The trigger is a cast component that pivots to release a striker. While the gun’s overall ambience transmits a 1950’s communist-farm-implement sort of vibe, the crunchy trigger is quite serviceable. The slide looks like it was harvested from a 2×4, but the grip is undeniably comfortable. There’s even a Hundred Dollar Bill C9, in case that’s your thing.

Culture Wars

For the sake of comparison, I ran my new Hi-Point C-9 alongside a Vickers Tactical Glock 17. This particular model represents the pinnacle of production-grade Glock pistols, and it’s been optimized by Larry Vickers, who’s “seen the elephant” and lived to tell the tale. All shooting was done with the same ammunition by the same seasoned shooter.

As expected, the Glock’s lower bore axis and optimized controls make it markedly faster for both follow-up shots and magazine changes. However, the Hi-Point C-9’s trigger is not to be underestimated, and its utilitarian three-dot sights work just fine. The Glock carries more than twice as much onboard ammo, but that inevitably takes up space. The Hi-Point’s grip is undeniably trim and svelte.

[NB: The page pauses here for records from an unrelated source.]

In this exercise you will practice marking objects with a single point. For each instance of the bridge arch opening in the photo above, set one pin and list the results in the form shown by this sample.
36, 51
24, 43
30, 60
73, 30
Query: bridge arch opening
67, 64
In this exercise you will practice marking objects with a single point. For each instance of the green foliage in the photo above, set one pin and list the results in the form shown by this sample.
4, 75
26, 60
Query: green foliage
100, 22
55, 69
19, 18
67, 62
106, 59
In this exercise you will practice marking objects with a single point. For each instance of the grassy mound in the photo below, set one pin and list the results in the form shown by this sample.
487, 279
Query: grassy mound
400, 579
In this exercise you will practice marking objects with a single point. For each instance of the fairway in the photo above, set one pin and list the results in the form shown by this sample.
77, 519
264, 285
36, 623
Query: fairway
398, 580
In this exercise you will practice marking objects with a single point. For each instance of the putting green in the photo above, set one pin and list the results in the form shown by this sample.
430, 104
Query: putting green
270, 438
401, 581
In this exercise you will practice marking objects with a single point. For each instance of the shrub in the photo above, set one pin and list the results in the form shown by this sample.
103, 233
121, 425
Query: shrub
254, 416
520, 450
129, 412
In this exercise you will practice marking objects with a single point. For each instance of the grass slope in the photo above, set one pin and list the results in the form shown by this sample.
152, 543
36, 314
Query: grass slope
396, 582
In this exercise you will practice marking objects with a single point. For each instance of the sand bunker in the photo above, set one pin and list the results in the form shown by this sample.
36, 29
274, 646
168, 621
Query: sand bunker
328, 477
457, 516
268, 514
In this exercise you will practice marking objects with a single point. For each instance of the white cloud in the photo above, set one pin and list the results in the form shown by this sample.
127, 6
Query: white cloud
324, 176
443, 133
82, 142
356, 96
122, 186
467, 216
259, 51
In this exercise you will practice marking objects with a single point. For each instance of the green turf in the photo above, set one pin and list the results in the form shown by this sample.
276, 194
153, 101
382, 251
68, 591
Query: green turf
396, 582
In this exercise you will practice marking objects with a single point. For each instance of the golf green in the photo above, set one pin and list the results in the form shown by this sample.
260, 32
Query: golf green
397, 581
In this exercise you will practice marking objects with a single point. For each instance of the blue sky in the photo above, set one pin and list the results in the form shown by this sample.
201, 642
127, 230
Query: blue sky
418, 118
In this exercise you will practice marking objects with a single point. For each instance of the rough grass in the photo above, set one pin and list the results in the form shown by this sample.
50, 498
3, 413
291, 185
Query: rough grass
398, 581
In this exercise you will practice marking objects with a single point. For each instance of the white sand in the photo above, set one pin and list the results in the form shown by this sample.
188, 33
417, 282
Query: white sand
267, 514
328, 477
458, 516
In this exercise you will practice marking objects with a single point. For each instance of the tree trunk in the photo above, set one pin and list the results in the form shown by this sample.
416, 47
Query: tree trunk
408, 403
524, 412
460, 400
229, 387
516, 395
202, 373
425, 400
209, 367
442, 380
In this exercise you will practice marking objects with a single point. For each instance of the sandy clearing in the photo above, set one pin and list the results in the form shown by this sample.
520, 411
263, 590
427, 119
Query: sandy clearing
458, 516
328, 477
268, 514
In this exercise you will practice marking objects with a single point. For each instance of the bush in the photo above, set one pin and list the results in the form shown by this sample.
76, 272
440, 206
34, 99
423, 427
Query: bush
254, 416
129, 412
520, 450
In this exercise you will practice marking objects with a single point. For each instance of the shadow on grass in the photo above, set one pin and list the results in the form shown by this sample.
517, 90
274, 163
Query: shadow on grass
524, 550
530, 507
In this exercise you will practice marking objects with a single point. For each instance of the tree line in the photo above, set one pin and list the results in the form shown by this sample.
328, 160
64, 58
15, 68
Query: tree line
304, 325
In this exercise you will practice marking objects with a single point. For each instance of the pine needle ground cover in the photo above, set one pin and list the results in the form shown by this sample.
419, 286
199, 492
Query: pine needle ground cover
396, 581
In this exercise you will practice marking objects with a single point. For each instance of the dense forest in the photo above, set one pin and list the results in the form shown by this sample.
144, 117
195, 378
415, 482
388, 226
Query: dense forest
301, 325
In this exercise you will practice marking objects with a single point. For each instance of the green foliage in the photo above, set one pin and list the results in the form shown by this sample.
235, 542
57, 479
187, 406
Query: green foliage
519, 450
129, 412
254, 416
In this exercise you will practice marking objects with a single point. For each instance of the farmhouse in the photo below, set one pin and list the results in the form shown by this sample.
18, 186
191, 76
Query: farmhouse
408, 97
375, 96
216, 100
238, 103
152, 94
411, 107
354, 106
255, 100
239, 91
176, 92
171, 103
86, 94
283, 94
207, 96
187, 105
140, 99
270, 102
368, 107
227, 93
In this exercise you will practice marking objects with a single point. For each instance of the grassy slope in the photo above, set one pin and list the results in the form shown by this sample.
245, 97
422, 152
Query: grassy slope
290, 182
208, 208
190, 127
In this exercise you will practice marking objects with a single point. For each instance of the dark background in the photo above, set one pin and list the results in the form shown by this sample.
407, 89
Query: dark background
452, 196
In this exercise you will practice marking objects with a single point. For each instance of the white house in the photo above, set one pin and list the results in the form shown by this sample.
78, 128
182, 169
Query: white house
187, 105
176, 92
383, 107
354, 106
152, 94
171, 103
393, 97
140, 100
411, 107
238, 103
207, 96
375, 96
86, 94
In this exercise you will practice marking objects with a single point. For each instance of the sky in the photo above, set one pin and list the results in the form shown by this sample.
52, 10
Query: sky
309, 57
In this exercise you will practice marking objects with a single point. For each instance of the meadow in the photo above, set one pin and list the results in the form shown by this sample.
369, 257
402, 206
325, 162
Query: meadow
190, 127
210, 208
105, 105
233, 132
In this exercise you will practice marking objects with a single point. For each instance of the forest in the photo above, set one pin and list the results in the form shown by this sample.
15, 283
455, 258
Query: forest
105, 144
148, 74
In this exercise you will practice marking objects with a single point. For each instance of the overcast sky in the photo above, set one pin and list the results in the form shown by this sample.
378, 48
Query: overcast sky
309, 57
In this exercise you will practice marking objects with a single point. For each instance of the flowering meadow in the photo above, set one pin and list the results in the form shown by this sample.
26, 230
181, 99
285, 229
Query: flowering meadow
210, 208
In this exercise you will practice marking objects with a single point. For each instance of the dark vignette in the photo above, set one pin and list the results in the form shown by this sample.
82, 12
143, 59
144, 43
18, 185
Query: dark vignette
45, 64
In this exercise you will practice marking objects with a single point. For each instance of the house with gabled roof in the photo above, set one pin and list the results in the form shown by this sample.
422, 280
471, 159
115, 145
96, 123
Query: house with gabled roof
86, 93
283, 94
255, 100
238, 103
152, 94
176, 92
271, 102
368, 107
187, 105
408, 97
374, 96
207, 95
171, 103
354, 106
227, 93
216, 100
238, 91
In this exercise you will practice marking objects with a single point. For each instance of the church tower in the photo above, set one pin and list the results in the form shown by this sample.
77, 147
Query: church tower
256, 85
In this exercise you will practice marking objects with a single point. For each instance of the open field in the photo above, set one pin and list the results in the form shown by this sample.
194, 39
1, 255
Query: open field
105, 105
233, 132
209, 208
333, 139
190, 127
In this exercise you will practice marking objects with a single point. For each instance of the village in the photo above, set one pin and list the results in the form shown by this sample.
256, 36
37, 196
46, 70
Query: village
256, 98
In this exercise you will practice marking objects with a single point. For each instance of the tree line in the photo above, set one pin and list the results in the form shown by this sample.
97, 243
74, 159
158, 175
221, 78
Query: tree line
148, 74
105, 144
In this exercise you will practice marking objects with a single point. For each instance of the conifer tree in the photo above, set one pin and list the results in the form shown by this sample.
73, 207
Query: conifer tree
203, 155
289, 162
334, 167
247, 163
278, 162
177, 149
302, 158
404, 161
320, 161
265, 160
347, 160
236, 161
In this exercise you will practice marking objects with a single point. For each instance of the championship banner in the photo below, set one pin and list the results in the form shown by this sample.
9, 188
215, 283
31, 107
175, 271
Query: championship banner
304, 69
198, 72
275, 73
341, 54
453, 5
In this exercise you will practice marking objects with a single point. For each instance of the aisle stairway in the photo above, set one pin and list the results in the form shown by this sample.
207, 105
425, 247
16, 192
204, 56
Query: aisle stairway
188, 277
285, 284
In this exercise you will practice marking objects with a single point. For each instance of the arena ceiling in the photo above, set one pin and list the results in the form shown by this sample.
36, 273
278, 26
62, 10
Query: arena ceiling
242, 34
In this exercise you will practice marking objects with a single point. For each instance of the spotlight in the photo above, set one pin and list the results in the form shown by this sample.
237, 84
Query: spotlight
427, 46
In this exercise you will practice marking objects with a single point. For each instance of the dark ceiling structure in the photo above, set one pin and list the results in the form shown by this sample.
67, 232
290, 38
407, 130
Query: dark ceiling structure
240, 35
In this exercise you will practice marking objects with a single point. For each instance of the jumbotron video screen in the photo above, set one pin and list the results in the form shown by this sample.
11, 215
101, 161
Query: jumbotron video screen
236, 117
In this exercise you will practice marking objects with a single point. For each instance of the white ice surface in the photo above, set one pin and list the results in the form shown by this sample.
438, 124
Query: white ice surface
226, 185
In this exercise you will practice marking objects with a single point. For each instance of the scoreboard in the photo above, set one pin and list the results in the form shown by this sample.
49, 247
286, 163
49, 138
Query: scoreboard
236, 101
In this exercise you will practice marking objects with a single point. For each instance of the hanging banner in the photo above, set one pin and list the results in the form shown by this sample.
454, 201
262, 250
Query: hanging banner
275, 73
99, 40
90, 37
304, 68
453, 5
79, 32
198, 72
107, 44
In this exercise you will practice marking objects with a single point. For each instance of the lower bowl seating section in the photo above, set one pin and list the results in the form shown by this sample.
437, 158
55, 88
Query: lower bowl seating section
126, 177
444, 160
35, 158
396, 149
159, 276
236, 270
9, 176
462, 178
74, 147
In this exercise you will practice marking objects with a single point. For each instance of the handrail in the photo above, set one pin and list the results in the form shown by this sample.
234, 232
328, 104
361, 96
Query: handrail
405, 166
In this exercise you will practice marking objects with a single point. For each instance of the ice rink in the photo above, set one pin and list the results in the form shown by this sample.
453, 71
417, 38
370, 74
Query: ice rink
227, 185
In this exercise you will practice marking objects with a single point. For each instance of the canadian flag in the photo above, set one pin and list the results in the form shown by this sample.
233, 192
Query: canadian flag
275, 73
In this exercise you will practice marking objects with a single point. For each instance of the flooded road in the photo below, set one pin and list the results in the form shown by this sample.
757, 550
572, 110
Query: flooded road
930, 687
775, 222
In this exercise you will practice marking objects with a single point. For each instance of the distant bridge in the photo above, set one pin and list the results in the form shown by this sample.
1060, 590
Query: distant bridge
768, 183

Hi-Point uses the same magazine for both its 9mm and .380 ACP guns, and I had a little trouble getting the slide to close consistently over a fully loaded magazine. The top round in the magazine frequently took a little nose-down dip. However, once that first round got situated, the rest always performed swimmingly. As expected, the Glock ran all the time with every load.

The sheer bulk of the Hi-Point’s slide makes it tougher to hide than its refined Austrian competition. The manual safety on the Hi-Point is a bit stiff, but I like it. Call me a heretic, but I prefer manual safeties on my guns whether I choose to use them or not. And both guns behaved quite well on the range.

More Firepower

A cut-down 12-gauge shotgun makes a definitive visual statement, but it kicks like a mule and patterns poorly at all but point-blank range. A hacksaw and 15 minutes will transform your granddad’s slide-action fowling piece into something more concealable. (Of course, this is a good place to mention that it is illegal for a private citizen to alter a modern shotgun’s barrel so that it is shorter than 18 inches without prior approval, and all that entails, from the Bureau of Alcohol, Tobacco, Firearms and Explosives, or BATFE.) As a former ER doctor, I’ve seen a few close-range shotgun wounds, and they are indeed the stuff of nightmares.

Back in my day, the SKS was cheap and ripe for upgrades. Detachable 30-round Zytel magazines made it the poor man’s Kalashnikov, and aftermarket folding stocks cut the overall length down by a third. However, eight years of Barack Obama flooded the American market with black rifles of both the Eugene Stoner and Kalashnikov variety, and all of these guns are out there for the stealing. Nowadays, your enterprising larcenist need not necessarily be satisfied with an SKS. However, in that same group of 4,505 guns seized in Chicago by the cops in 2014, only three would meet an anti-gunner’s broad definition of an “assault weapon.” Rank-and-file thugs invariably use pistols.

While it’s easy to look down our noses at the humble Hi-Point C-9, it is a deceptively effective handgun. Tough to hide and as ugly as Rosie O’Donnell first thing in the morning, the C-9 yet remains unnaturally accurate and comfortable. The young husband struggling to pay rent and buy diapers is actually quite well served by the C-9 as a home-defense firearm, albeit once it’s successfully charged. Unfortunately, his drug-dealing counterpart on the wrong side of the law is, too.